Начинающий поэт почувствовал себя глубоко оскорбленным: рукопись его тайно похищена, над стихами грубо смеются. «Тогда, — рассказывает Ольга Сергеевна, — маленький автор расплакался и в пылу оскорбленного самолюбия бросил свою поэму в печку». Казалось бы, обычный случай из быта детской, и все же это первый удар в творческой биографии Пушкина: самовольное распоряжение его рукописью, глумление над ней и в результате — сожжение автором заветной тетради в виде протеста против возмутившего его непонимания и насилия.

Одним из многочисленных литературных течений, к которым приобщился в детстве Пушкин, была легкая французская поэзия. Не занимательные сюжеты и чувственные образы привлекали к этому жанру авторов, а обогащение с его помощью поэтического языка. Запретные темы требовали гибкости для своего выражения в искусстве слова. «В легком роде поэзии, — учил Батюшков, — читатель требует возможного совершенства, чистоты выражения, стройности в слоге, гибкости, плавности». Уже Ломоносов, по его словам, стремился обогатить русский язык «нежнейшими выражениями Анакреоновой Музы». «Легкая» поэзия представляла в тогдашней литературе весьма трудную стилистическую проблему.

С лучшими образцами этого жанра «певец-ребенок» (как его называли друзья семьи) мог знакомиться и в одной редкой московской библиотеке. Когда Пушкины около 1810 года вновь поселились в Немецкой слободе, их соседями оказались Бутурлины, владевшие огромной усадьбой на самом берегу Яузы. За железной решеткой ворот с двумя каменными львами расстилался знаменитый парк с голландскими каналами, отмеченный в описаниях английских путешественников.
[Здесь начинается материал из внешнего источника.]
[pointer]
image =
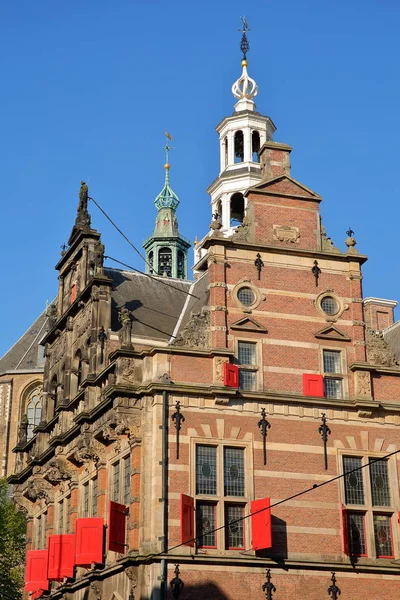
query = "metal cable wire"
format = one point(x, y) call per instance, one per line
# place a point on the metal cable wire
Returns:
point(314, 486)
point(152, 277)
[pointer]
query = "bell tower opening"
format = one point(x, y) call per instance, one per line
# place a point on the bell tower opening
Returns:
point(237, 209)
point(255, 146)
point(239, 146)
point(165, 261)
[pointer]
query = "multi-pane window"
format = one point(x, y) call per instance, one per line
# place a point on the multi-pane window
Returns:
point(94, 496)
point(121, 481)
point(369, 506)
point(333, 380)
point(247, 359)
point(40, 531)
point(220, 495)
point(33, 410)
point(63, 507)
point(89, 492)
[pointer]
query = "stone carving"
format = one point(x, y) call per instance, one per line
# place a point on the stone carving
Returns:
point(120, 424)
point(326, 243)
point(242, 233)
point(130, 572)
point(378, 351)
point(99, 250)
point(57, 472)
point(125, 318)
point(363, 383)
point(82, 322)
point(284, 233)
point(23, 430)
point(86, 452)
point(195, 333)
point(51, 315)
point(219, 362)
point(58, 350)
point(37, 490)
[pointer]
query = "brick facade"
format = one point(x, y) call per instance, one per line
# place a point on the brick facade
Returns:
point(108, 404)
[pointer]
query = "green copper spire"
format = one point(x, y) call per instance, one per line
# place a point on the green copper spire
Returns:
point(167, 197)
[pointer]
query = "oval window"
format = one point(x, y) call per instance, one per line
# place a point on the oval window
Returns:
point(329, 305)
point(246, 296)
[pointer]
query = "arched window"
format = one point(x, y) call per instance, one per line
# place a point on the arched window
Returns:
point(76, 375)
point(237, 209)
point(255, 146)
point(33, 410)
point(181, 264)
point(165, 262)
point(239, 147)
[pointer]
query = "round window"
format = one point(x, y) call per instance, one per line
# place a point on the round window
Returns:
point(329, 305)
point(246, 296)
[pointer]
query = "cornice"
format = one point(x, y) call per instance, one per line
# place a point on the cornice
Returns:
point(214, 241)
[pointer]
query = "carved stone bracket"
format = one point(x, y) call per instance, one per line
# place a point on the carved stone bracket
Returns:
point(130, 572)
point(378, 351)
point(57, 472)
point(37, 489)
point(363, 384)
point(195, 333)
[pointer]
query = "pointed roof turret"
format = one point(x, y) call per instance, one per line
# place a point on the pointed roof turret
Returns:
point(82, 221)
point(244, 88)
point(167, 197)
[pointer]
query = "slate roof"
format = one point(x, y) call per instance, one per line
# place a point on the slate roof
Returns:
point(159, 306)
point(24, 355)
point(194, 304)
point(156, 302)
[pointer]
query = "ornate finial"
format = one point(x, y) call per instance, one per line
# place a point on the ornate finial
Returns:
point(245, 88)
point(244, 42)
point(167, 197)
point(350, 241)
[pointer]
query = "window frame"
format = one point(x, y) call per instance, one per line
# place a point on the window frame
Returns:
point(40, 530)
point(250, 368)
point(88, 483)
point(341, 376)
point(368, 509)
point(122, 480)
point(219, 499)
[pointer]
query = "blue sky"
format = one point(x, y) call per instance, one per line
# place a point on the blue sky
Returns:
point(88, 89)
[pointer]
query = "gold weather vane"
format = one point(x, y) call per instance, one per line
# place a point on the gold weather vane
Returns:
point(244, 42)
point(167, 148)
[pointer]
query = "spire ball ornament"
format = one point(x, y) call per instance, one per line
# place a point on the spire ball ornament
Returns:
point(245, 88)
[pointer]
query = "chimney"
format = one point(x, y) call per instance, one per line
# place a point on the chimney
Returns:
point(275, 160)
point(378, 313)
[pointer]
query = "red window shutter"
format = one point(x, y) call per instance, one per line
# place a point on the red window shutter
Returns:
point(187, 520)
point(231, 375)
point(344, 530)
point(61, 556)
point(117, 527)
point(89, 541)
point(261, 527)
point(36, 571)
point(313, 385)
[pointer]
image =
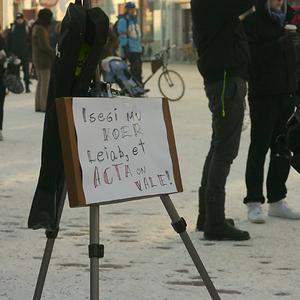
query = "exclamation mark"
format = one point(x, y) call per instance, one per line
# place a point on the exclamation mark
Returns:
point(168, 175)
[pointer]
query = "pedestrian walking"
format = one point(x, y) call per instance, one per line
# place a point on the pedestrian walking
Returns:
point(42, 57)
point(2, 87)
point(223, 62)
point(130, 39)
point(18, 45)
point(272, 88)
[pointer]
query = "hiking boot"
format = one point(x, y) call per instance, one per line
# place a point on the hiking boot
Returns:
point(280, 209)
point(225, 232)
point(255, 213)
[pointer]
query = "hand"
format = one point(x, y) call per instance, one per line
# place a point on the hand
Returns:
point(125, 52)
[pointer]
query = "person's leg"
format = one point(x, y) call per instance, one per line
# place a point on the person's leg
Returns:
point(38, 91)
point(279, 167)
point(2, 98)
point(25, 68)
point(45, 79)
point(202, 190)
point(263, 114)
point(226, 138)
point(135, 60)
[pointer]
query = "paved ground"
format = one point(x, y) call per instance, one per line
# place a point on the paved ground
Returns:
point(144, 258)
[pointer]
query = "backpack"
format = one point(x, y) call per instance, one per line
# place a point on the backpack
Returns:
point(11, 79)
point(115, 26)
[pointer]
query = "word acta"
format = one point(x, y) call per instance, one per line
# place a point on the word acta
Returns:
point(107, 176)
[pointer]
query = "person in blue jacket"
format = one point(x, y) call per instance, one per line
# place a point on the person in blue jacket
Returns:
point(130, 40)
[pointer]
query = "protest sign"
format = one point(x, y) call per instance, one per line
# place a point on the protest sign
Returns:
point(117, 149)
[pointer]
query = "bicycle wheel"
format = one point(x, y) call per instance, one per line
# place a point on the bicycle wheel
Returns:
point(171, 85)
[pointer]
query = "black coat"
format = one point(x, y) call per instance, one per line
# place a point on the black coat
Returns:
point(18, 40)
point(220, 39)
point(274, 59)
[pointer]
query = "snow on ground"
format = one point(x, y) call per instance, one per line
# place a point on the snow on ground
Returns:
point(144, 257)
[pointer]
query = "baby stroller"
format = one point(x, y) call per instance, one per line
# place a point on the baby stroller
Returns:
point(115, 70)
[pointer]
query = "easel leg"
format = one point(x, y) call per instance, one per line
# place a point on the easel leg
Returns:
point(51, 236)
point(96, 251)
point(180, 226)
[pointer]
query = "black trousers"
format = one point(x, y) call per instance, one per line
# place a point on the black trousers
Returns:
point(2, 98)
point(25, 68)
point(135, 60)
point(224, 144)
point(269, 115)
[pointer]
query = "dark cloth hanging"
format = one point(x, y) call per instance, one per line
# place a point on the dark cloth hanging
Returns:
point(81, 42)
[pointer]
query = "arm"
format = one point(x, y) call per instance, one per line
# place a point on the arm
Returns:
point(122, 30)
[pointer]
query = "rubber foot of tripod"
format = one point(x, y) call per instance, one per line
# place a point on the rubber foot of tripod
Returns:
point(96, 250)
point(180, 226)
point(52, 234)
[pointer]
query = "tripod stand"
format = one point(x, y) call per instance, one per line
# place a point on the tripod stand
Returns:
point(96, 251)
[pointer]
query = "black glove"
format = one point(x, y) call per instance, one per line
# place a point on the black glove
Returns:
point(125, 52)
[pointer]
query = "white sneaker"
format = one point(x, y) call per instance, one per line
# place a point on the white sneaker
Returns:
point(280, 209)
point(255, 213)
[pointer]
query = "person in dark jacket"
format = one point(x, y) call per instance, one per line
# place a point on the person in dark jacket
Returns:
point(131, 40)
point(223, 62)
point(18, 44)
point(42, 57)
point(272, 86)
point(2, 87)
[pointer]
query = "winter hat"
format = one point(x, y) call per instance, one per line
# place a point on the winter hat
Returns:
point(19, 15)
point(130, 5)
point(45, 14)
point(284, 6)
point(278, 15)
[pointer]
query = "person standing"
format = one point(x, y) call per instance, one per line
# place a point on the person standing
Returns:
point(130, 40)
point(42, 57)
point(272, 86)
point(2, 87)
point(18, 45)
point(223, 63)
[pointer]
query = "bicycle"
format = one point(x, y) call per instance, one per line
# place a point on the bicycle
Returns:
point(170, 83)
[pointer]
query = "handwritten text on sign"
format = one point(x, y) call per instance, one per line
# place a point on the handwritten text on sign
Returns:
point(123, 148)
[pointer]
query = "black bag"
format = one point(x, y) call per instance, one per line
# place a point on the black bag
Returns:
point(80, 45)
point(11, 79)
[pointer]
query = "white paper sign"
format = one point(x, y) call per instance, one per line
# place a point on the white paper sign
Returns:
point(123, 148)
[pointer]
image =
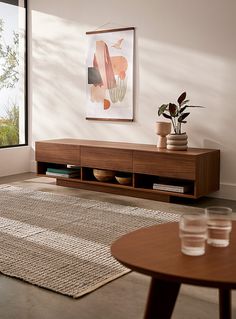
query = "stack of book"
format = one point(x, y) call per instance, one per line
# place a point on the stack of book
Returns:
point(63, 172)
point(167, 186)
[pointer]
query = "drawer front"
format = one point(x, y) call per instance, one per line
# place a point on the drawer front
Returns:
point(166, 165)
point(57, 153)
point(106, 158)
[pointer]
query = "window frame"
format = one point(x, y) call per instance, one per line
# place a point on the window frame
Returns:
point(16, 2)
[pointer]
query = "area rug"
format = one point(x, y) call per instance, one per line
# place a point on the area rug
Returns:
point(61, 242)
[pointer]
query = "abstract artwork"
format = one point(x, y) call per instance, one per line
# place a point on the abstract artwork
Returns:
point(110, 74)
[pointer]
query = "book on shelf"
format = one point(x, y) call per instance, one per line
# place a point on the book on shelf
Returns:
point(63, 172)
point(172, 187)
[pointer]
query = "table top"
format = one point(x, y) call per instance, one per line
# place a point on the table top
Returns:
point(155, 251)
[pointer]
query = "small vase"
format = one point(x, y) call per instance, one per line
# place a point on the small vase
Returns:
point(162, 129)
point(177, 142)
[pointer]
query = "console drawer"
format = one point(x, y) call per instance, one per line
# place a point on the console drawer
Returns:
point(106, 158)
point(57, 153)
point(168, 165)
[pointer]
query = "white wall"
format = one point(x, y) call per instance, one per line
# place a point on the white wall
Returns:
point(14, 160)
point(180, 45)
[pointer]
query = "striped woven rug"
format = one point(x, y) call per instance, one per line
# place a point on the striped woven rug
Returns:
point(62, 243)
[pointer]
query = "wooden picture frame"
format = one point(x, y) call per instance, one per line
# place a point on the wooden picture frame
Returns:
point(110, 69)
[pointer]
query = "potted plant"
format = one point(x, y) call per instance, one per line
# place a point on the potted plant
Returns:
point(177, 114)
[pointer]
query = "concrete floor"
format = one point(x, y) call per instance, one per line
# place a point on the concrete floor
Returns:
point(123, 298)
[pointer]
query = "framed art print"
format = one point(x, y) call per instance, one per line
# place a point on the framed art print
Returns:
point(109, 64)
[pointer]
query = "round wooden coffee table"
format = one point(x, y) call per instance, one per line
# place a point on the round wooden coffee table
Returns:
point(155, 251)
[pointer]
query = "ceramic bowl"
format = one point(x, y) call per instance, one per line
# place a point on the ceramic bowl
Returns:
point(103, 175)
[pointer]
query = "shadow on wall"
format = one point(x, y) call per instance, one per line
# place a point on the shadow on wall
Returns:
point(172, 55)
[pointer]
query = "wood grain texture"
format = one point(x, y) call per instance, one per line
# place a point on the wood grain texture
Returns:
point(163, 164)
point(200, 166)
point(155, 251)
point(57, 153)
point(101, 157)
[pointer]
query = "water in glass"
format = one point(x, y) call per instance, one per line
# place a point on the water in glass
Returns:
point(192, 231)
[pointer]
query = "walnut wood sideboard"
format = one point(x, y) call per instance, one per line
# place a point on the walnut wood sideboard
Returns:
point(146, 164)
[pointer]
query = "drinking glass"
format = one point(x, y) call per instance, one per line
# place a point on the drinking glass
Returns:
point(193, 233)
point(219, 225)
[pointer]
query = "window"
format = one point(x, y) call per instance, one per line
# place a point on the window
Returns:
point(13, 73)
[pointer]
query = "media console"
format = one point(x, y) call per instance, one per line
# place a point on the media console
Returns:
point(145, 163)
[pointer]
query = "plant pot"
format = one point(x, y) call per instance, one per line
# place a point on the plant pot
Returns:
point(162, 129)
point(177, 142)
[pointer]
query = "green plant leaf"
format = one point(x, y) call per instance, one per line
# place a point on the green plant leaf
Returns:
point(166, 116)
point(162, 109)
point(184, 102)
point(182, 109)
point(173, 109)
point(181, 98)
point(183, 116)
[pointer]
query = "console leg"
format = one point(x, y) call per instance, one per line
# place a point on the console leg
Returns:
point(225, 303)
point(161, 299)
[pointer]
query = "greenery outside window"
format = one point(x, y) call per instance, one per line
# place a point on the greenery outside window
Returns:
point(13, 73)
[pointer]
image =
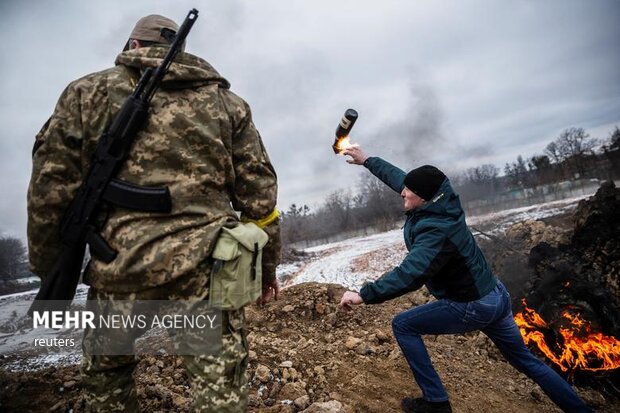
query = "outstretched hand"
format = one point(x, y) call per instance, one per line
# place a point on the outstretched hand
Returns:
point(349, 299)
point(358, 156)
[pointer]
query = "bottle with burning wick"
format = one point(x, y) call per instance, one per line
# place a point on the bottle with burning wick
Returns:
point(341, 142)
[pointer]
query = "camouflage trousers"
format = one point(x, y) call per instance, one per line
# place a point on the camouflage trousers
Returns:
point(218, 382)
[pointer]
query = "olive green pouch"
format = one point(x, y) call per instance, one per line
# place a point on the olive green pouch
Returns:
point(237, 275)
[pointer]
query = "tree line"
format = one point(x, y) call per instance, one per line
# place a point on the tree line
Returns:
point(573, 154)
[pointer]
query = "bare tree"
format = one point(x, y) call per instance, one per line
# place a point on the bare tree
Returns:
point(553, 152)
point(12, 258)
point(517, 172)
point(614, 140)
point(572, 147)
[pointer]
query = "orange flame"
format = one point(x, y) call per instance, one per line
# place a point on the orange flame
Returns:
point(581, 349)
point(344, 143)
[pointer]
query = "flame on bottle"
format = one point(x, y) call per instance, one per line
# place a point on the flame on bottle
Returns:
point(344, 143)
point(578, 348)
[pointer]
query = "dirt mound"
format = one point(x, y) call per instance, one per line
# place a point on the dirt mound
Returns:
point(532, 232)
point(308, 356)
point(585, 272)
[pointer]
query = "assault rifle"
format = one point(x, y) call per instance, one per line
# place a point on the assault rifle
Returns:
point(78, 226)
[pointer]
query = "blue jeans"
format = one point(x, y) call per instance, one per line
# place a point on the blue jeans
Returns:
point(491, 314)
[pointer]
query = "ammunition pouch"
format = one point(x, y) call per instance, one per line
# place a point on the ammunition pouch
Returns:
point(236, 278)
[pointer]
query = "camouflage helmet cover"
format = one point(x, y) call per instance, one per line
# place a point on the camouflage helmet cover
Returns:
point(150, 27)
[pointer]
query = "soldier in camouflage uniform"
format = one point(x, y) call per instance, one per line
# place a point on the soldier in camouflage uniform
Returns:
point(200, 142)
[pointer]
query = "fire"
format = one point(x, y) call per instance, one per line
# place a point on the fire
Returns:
point(344, 143)
point(578, 349)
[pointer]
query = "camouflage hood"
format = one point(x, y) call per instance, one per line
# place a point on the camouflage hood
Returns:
point(186, 71)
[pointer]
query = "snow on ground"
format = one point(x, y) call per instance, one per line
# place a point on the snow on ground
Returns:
point(334, 266)
point(503, 219)
point(332, 263)
point(17, 335)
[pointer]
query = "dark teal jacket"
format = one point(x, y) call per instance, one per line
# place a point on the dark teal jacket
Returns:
point(443, 254)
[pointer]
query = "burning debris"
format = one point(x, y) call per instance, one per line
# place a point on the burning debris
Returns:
point(578, 347)
point(342, 140)
point(576, 289)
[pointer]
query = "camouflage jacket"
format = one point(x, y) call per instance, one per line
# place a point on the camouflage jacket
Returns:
point(199, 141)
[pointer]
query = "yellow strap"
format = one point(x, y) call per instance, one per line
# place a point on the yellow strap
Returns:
point(263, 222)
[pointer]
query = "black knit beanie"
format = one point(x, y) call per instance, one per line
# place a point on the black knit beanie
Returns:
point(424, 181)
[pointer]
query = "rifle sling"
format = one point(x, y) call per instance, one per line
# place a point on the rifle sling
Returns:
point(138, 198)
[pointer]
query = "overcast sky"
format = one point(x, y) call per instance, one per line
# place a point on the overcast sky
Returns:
point(454, 83)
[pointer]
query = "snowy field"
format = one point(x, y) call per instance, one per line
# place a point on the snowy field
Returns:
point(331, 264)
point(334, 265)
Среди оранжерей с тропическими растениями высился прочный дом петровской эпохи. Маленький Пушкин любил резвиться в бутурлинском саду, прогуливаться по парадным комнатам, обитым штофом и увешанным старинными «баталиями». Портрет первого графа Бутурлина, фаворита Елизаветы, изображенного во весь рост с фельдмаршальским жезлом в руке, казалось, следил строгим взором за проходившим подростком.